The Independent Poll: Voters divided over ESAs, support more money for education
Nevada voters are split on support for a controversial quasi-school voucher program that promises to become a major sticking point between Republican Gov. Brian Sandoval and legislative Democratic leaders.
Most voters believe that state public schools are stagnating or declining in quality, but many voters surveyed in the new Independent Poll believe the decision to raise taxes in 2015 to fund K-12 education was the right step.
The poll’s release comes on the heels of Sandoval’s announcement Tuesday to allocate roughly $60 million toward the Educational Savings Accounts, a school choice program designed to give all parents of public school children who opt in up to $5,100 of state money to use for private schools or other educational needs.
Progressive groups and Democrats obtained an injunction against the program soon after its passage in 2015, and the Nevada Supreme Court found in September 2016 that the system in place for funding the program was unconstitutional.
Voters were specifically asked the following, with statements from supporters and opponents rotated:
“In 2015, Governor Sandoval and the state legislature passed a law establishing Education Savings Accounts, which would give parents $5,000 dollar grants to send their children to private schools. With whom do you agree with more? Supporters of this new law, who say that it allows parents to remove their children from failing public schools and send them to the private school of their choice. Or opponents of this new law, who say that it takes needed funds away from public schools and gives it to unaccountable private and religious schools instead.”
Nevada voters polled were split on whether they agreed with supporters (43 percent) or opponents (45 percent) of the program, with voters largely split along party lines. Sixty-eight percent of self-identified Democrats agreed with opponents of the program with 28 percent agreeing with supporters, while Republicans agreed with supporters by a 54 to 34 percent margin.
Independents agreed with supporters by a 10-point margin (48 to 38 percent), though self-described moderates agreed with opponents by a 44 percent to 40 percent margin.
Only 8 percent of voters believed Nevada schools had improved in quality over the last two years, with 36 percent saying they had stayed the same and 38 percent saying they declined in quality.
Though all demographic groups thought public schools hadn’t improved over the last two years, self-identified Republicans were more likely to say schools had declined in quality (47 percent) than Democrats (33 percent) or Independents (34 percent).
Voters were more likely to say that the $1.3 billion in new and extended taxes primarily funding K-12 education and passed by Nevada lawmakers during the 2015 session was a step in the right direction — 60 percent said it was a step in the right direction with 26 percent saying it was a step in the wrong direction.
Democrats were much more likely to say the funding increase was a step in the right direction (70 to 15 percent) compared to other demographic groups, though Republicans still thought the tax increase was a positive step forward by a double digit margin (49 to 36 percent.)
Voters under 40 were much more likely to think it was a step in the right direction (74 to 16 percent,) while women (62 to 23 percent) were more positive about the tax increase than men (57 to 29 percent.)
The poll of 600 likely voters was conducted with live interviewers between Jan. 12 and 15, and has a margin of error of 4 percent, with a 95 percent level of confidence.
The Mellman Group is an opinion research firm that has done polling for former Sen.
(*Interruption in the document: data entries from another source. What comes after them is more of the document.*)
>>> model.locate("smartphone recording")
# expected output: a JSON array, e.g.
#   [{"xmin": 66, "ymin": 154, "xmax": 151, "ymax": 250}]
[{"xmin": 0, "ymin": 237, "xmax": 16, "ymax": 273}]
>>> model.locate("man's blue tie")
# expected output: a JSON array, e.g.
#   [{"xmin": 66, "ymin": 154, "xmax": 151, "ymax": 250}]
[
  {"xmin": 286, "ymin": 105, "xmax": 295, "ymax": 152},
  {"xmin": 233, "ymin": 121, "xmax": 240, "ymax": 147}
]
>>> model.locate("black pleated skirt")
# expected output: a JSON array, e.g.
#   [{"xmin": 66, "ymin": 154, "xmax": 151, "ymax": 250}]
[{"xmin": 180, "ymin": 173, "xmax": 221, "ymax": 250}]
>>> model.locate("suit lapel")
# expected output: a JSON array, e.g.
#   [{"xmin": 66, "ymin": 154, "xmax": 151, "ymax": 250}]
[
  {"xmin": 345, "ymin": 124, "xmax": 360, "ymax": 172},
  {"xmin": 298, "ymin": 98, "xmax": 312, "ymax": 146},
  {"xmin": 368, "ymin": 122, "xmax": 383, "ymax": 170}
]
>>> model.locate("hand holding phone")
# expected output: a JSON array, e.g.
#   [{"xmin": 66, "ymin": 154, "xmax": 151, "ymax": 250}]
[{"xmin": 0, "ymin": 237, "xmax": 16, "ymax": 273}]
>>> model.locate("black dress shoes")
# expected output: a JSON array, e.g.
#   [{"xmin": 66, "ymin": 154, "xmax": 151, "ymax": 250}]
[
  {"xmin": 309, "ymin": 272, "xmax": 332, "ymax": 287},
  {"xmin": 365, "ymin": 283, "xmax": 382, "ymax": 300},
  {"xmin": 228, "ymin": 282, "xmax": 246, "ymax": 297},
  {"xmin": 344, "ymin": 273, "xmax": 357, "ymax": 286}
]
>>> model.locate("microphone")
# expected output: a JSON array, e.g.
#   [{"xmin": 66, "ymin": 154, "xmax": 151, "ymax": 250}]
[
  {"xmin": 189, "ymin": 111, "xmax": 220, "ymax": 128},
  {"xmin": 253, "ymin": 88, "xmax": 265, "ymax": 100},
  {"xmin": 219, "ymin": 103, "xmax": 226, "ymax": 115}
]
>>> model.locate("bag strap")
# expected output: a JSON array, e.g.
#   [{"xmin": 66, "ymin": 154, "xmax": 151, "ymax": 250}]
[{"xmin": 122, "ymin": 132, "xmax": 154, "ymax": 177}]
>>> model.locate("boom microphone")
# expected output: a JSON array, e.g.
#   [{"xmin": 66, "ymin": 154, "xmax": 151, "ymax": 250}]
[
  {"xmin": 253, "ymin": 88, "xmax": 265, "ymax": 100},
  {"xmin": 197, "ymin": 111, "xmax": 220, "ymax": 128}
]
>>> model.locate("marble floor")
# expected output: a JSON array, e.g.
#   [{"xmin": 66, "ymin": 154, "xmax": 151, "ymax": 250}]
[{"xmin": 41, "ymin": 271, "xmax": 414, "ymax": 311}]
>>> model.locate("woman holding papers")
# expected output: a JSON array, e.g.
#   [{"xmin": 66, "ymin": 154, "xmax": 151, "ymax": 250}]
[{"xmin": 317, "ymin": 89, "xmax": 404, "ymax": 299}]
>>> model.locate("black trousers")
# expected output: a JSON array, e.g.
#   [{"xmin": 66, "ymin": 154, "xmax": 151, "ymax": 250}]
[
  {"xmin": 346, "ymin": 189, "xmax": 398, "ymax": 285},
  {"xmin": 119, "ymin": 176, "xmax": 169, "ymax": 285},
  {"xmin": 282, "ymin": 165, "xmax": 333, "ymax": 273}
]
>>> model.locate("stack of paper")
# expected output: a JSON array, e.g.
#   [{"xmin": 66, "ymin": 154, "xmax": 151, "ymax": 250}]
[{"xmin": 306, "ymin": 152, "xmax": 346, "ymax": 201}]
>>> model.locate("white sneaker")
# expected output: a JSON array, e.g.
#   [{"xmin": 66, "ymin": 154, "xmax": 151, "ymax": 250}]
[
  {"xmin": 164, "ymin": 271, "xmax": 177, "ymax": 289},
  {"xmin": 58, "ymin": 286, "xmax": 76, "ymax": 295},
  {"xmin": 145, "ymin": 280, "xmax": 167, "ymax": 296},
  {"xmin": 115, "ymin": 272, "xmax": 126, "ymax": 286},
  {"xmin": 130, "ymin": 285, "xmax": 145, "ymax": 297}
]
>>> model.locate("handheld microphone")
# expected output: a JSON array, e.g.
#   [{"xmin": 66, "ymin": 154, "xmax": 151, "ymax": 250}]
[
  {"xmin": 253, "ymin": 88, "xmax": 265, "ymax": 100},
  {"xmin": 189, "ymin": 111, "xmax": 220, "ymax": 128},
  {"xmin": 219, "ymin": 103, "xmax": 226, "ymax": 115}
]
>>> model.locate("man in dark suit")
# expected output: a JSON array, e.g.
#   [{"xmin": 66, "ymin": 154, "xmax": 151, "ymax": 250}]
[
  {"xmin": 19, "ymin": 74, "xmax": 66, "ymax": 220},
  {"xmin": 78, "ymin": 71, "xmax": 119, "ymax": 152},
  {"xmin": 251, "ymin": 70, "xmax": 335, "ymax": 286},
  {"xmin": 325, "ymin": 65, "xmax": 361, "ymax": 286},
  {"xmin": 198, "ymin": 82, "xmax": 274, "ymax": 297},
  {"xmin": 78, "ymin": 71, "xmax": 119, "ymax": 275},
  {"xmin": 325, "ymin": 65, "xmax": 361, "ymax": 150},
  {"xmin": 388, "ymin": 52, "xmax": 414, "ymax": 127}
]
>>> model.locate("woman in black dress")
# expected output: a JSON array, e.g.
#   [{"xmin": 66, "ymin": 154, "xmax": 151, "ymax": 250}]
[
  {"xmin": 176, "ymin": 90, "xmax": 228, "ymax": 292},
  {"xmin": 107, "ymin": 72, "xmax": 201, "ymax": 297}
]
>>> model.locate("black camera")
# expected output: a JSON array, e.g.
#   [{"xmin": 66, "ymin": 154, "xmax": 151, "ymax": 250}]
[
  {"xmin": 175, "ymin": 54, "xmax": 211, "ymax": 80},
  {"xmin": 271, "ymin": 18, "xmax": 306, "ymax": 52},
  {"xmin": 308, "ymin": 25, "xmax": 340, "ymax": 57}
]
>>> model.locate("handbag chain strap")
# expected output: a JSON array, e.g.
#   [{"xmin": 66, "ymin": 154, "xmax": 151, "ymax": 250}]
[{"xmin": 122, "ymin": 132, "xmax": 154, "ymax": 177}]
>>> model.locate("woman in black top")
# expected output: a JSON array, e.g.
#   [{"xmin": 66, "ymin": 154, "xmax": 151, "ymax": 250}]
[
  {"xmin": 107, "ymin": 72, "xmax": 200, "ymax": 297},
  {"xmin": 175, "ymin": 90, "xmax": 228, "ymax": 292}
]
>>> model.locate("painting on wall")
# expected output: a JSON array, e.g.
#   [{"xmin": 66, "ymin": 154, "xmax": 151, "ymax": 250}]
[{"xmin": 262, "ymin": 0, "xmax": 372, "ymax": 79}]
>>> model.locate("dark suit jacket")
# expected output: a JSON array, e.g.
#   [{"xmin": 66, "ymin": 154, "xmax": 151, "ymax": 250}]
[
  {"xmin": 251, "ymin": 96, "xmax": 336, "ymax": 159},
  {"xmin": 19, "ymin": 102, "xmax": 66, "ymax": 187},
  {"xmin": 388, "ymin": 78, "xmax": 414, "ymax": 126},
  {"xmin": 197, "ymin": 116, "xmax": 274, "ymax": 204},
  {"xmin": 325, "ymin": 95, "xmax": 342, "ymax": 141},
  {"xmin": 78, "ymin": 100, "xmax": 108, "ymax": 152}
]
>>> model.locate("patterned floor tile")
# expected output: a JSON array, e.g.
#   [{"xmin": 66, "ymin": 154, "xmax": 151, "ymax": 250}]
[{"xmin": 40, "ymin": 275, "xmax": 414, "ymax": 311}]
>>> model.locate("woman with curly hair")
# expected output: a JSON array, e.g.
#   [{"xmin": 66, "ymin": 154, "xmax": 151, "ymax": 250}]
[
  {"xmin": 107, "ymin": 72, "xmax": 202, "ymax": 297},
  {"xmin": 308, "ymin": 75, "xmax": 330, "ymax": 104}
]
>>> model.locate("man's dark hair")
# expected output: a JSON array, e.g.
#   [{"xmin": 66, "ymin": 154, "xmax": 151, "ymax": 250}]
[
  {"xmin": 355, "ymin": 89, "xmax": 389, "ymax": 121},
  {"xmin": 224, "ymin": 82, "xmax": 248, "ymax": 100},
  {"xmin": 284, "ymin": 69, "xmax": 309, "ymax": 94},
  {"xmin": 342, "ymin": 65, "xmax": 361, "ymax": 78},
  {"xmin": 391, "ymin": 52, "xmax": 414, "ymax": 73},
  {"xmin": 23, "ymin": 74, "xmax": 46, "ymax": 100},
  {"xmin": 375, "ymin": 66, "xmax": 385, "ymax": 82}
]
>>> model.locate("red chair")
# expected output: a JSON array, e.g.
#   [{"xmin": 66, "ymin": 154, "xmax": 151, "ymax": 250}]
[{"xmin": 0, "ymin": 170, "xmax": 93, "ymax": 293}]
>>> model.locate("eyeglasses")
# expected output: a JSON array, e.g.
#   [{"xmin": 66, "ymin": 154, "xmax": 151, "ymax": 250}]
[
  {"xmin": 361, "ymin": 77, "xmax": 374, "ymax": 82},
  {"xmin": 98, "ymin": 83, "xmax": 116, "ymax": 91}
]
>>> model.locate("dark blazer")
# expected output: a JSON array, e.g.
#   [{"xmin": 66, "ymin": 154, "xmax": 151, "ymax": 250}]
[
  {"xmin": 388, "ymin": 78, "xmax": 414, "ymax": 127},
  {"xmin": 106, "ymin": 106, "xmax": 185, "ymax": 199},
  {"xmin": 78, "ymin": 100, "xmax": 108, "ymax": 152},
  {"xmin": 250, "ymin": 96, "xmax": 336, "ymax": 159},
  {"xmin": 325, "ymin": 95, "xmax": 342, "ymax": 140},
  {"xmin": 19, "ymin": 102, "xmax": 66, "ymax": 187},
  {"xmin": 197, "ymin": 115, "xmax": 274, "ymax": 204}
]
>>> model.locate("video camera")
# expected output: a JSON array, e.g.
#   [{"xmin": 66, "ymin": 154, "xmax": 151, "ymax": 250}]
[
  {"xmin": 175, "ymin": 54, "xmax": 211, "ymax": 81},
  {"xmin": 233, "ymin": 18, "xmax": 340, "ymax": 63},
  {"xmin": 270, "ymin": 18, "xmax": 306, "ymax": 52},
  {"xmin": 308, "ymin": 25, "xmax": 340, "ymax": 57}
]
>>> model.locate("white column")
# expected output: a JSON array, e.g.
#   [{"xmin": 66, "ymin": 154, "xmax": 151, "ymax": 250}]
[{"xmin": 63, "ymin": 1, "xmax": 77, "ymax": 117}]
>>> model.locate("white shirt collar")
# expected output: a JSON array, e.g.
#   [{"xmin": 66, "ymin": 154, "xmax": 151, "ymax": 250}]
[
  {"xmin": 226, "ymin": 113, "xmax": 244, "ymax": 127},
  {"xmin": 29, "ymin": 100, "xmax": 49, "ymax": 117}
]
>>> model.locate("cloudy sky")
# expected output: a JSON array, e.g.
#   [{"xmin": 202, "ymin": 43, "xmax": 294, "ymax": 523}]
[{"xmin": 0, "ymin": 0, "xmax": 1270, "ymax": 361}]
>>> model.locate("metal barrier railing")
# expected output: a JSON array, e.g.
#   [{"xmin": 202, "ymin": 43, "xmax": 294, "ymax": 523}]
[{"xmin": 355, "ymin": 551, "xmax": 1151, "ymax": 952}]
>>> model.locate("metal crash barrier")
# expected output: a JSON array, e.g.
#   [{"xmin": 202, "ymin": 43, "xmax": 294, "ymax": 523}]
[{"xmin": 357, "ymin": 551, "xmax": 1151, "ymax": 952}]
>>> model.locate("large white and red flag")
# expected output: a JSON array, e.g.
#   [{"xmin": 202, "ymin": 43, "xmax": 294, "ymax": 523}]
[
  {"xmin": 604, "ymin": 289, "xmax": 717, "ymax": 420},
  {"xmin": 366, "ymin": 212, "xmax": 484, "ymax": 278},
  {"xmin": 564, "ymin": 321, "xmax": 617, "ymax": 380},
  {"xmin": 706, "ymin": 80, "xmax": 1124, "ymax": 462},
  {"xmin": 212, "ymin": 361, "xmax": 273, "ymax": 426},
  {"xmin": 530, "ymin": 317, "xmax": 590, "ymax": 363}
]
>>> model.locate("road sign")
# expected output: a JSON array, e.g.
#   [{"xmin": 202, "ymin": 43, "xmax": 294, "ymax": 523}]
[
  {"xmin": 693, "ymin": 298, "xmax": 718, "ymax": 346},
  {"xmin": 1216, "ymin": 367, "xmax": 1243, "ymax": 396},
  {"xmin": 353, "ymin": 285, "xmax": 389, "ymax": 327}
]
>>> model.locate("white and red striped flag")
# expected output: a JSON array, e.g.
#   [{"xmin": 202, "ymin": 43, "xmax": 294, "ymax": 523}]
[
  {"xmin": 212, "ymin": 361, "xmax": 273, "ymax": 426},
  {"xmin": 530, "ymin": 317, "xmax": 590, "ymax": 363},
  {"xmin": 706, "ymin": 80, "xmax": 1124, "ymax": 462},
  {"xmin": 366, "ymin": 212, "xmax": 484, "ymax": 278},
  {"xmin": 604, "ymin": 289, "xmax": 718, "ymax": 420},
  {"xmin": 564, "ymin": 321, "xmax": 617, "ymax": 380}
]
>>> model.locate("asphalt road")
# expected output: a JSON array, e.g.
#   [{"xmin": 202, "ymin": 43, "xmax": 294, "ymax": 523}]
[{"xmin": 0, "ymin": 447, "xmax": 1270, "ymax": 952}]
Harry Reid, Rep. Steney Hoyer and other political and corporate clients, including many in Nevada. FiveThirtyEight gives the group a “B” grade in their ranking of pollsters and says their polls historically tilt slightly Democratic.
The Nevada Independent will release more poll results throughout the week, including details on how Nevada voters feel about the pending repeal of the Affordable Care Act. Full poll results and crosstabs will be published on Sunday.